This is a Civil Beat podcast and I’m Chad Blair.

Leaders of the Marshall Islands say climate change is the greatest single threat to their existence – one that is increasing migration to the United States. Rising tides, eroding shorelines, powerful storms and fresh water lenses poisoned by salt water may soon make living in the Marshalls -which are just a few feet above sea level – like living in a war zone. And that’s according to the country’s president.

The crisis is real, but sometimes it takes a personal story to fully drive home the consequences of climate change.

Poet, journalist and professor Kathy Jetnil-Kijiner is a young Marshallese mother who never expected to explain the threat her homeland faces to top diplomats at the United Nations in New York.

“Yokwe kom aulip (Marshallese greeting).

My family and I have traveled a long way to be here today. All the way from the Marshall Islands. The Marshall Islands encompasses more than 2 million square kilometers of ocean. Climate change is a challenge that few want to take on. But the price on inaction is so high. Those of us from Oceania are already experiencing it first hand. We’ve seen waves crashing into our homes and our breadfruit trees wither from the salt and drought.” 

“It was terrifying, overwhelming, I couldn’t sleep the whole night before. It’s just another audience, that’s what I kept telling myself you know – don’t think of it as the United Nations.”

She is from Majuro, in the Marshall Islands out in the middle of the Pacific Ocean, where the highest elevation point is just under 10 feet. When people look for the palpable impact of climate change, they would do well to understand what’s happening in such low-lying islands.

Jetnil-Kijiner was selected from hundred of candidates, to read a poem that she wrote for her infant daughter, Matafele Peinem.

 

“Dear Matafele Peinem, you are a seven-month old sunrise of gummy smiles / I want to tell you about that lagoon / they say it will gnaw at the shoreline / chew at the roots of your breadfruit trees / gulp down rows of your seawalls / and crunch your island’s shattered bones / they say you, your daughter / and your granddaughter, too / will wander rootless / with only a passport to call home / so just close those eyes and sleep in peace / because we won’t let you down / you’ll see.”

“There was a standing ovation. I didn’t know at the time what a big deal a standing ovation was. I just kind of thought they were being polite. I think the best reactions, my favorite reactions though was the fact that a lot of people came up to tell me about their own children. You know, they came to me and said “Hey, I loved your poem, I have a 3-year-old at home”. They asked to play with my baby and hold her… And it just became less stuffy and it turned into more of a family atmosphere. And I think that’s my favorite reaction out of all of it, was all these diplomats and people with high statuses.” 

And her fight is not over. She will speak out again at the next climate conference starting at the end of November in Paris where she hopes that words can help change the world.

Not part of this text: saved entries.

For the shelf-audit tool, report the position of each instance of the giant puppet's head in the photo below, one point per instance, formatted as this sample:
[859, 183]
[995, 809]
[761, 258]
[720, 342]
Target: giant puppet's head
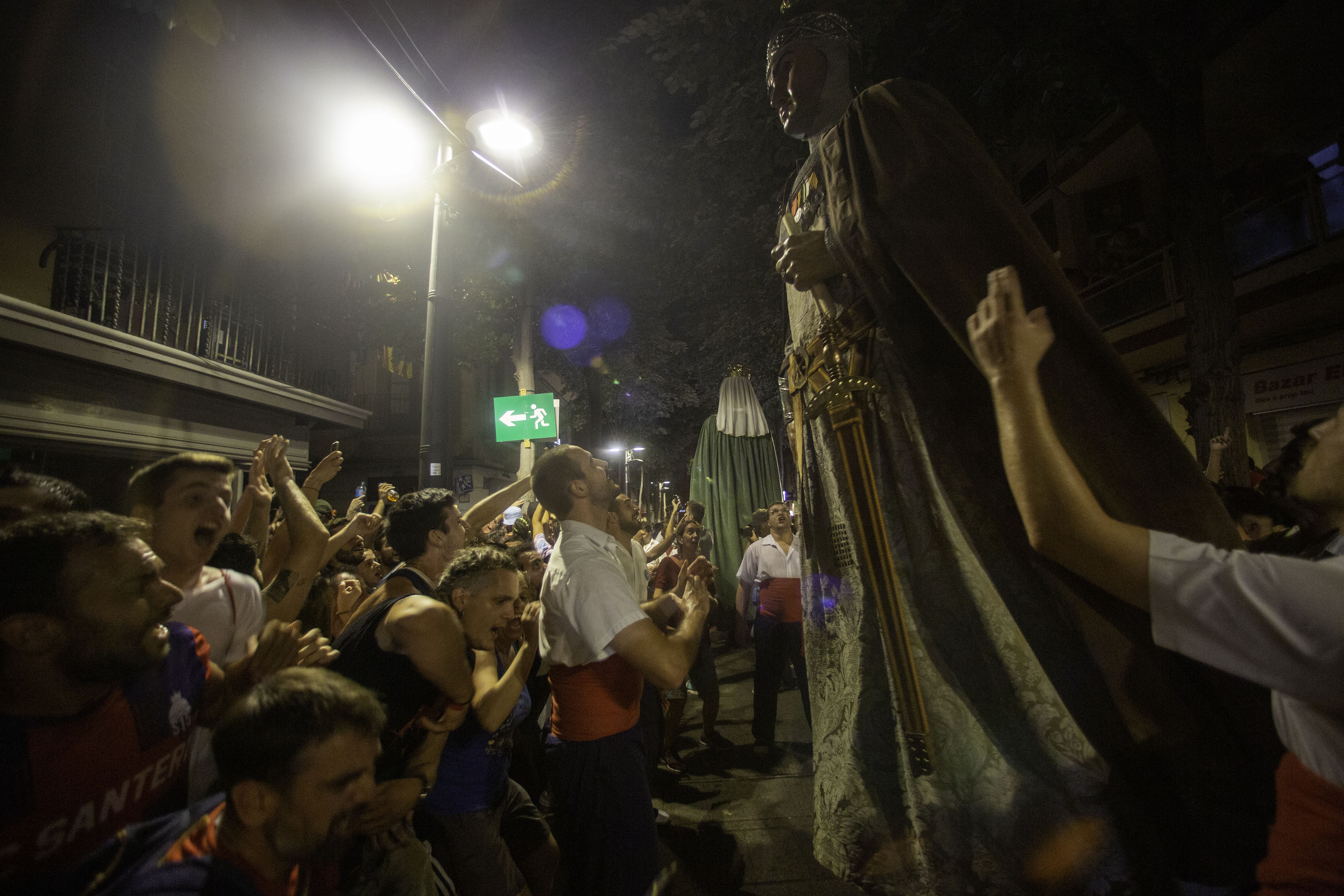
[810, 65]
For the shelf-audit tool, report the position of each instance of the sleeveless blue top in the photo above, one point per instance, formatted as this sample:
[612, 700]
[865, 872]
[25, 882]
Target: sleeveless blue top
[474, 768]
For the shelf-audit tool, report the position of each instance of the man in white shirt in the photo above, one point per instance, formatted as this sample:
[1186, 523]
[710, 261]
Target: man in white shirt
[773, 565]
[601, 647]
[1273, 620]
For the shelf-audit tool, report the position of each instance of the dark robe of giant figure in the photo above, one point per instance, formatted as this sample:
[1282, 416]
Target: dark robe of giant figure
[1066, 752]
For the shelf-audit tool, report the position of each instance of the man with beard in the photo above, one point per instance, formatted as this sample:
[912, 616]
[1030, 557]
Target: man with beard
[414, 652]
[185, 499]
[935, 635]
[296, 760]
[99, 690]
[601, 647]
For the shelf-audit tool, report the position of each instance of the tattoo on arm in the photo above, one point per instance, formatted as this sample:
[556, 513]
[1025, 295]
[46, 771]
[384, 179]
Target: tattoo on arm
[279, 586]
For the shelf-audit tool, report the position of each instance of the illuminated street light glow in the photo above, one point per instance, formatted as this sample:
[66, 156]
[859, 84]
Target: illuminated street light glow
[380, 147]
[506, 135]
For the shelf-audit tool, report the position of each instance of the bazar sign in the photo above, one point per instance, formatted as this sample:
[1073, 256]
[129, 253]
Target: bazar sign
[1295, 386]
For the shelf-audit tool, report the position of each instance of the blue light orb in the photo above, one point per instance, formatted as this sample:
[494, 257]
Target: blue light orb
[611, 319]
[564, 327]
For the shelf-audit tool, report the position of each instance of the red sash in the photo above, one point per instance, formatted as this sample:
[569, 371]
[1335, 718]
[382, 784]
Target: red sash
[781, 600]
[1307, 839]
[595, 700]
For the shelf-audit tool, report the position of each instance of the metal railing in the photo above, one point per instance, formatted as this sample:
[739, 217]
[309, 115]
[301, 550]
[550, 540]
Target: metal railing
[109, 277]
[1138, 289]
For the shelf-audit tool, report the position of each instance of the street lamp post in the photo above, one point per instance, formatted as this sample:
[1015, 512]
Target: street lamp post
[436, 452]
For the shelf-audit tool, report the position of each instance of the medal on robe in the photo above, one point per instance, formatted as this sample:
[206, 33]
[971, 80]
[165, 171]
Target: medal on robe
[840, 392]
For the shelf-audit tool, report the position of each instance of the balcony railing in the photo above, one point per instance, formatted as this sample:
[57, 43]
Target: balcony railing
[1132, 292]
[1303, 213]
[108, 277]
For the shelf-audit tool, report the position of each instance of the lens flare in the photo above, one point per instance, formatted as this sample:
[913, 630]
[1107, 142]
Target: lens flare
[564, 327]
[380, 148]
[611, 319]
[506, 135]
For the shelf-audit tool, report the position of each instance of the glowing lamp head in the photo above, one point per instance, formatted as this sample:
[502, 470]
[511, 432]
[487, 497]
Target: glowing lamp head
[381, 148]
[504, 135]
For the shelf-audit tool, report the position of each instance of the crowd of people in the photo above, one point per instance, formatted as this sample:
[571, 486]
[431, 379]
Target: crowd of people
[1269, 614]
[255, 695]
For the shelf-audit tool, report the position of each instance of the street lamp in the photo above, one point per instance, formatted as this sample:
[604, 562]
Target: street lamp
[380, 148]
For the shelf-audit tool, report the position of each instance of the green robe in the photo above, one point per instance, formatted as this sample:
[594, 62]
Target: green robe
[1052, 713]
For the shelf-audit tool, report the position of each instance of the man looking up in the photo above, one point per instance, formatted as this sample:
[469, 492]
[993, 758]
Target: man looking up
[695, 514]
[772, 564]
[100, 690]
[185, 499]
[494, 836]
[425, 528]
[1268, 619]
[601, 645]
[296, 761]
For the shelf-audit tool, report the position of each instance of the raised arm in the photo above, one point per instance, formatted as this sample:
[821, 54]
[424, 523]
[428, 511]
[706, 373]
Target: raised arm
[667, 659]
[1062, 516]
[286, 594]
[494, 506]
[431, 636]
[495, 696]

And even if she can’t stand the term she still uses the words “climate refugee.”

“It’s a term that I’ve read a lot of journalists use lately,  you know, that people will be homeless and will have to move to other places because of the climate change and the rising sea waters.

And I actually really hate that term — I really hate the possibility that there’s a new term for what will happen to us as a people.

So that’s why I put it in and I specifically say that there are people who are already climate change refugees – I made a point to name who they are.”

“Mommy promises you / No one’s becoming a climate change refugee / Or should I say, no one else.”